この春から、私立神鳴高校に通う15歳の青少年だ。
自分で言うのもなんだが、成績は良い方だし運動も出来る方だ。見た目は名前負けをしているが、それなりに整っている方だと自負している。
そんな俺の中学校生活最大の悩みは、彼女が出来ないことだった。
思春期の少年の大半が抱える悩みに悩まされている俺は、やはり普通の少年なんだと思う。
そのうち出てくるとは思うが、幼なじみの女に恥を忍んで悩み相談をしたこともある。

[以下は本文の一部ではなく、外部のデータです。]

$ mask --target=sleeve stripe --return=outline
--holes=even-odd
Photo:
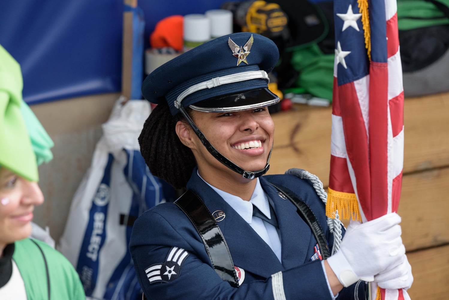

その時の答えはこうだ。
『ん~、普通の娘にはくーちゃんと一緒にいるの疲れちゃうからじゃない?』
意味が分からん。何をどうすれば解決できるか皆目検討もつかない答えに、もう一度恥を忍んで解決策を聞いてみたんだ。するとその答えが、
『普通にしてればきっとモテると思うよ?話は聞く専門、ってなるだけで言い寄られそうだもん。…まあ私は?普段通りの天ちゃんでいるのが良いと思うけどな』
なんだそうだ。
それはつまり、俺の発言は一般的でなく、自分の意志はあまり発露しない方が俺の周りは華やぐ、ということになる。…ようだ。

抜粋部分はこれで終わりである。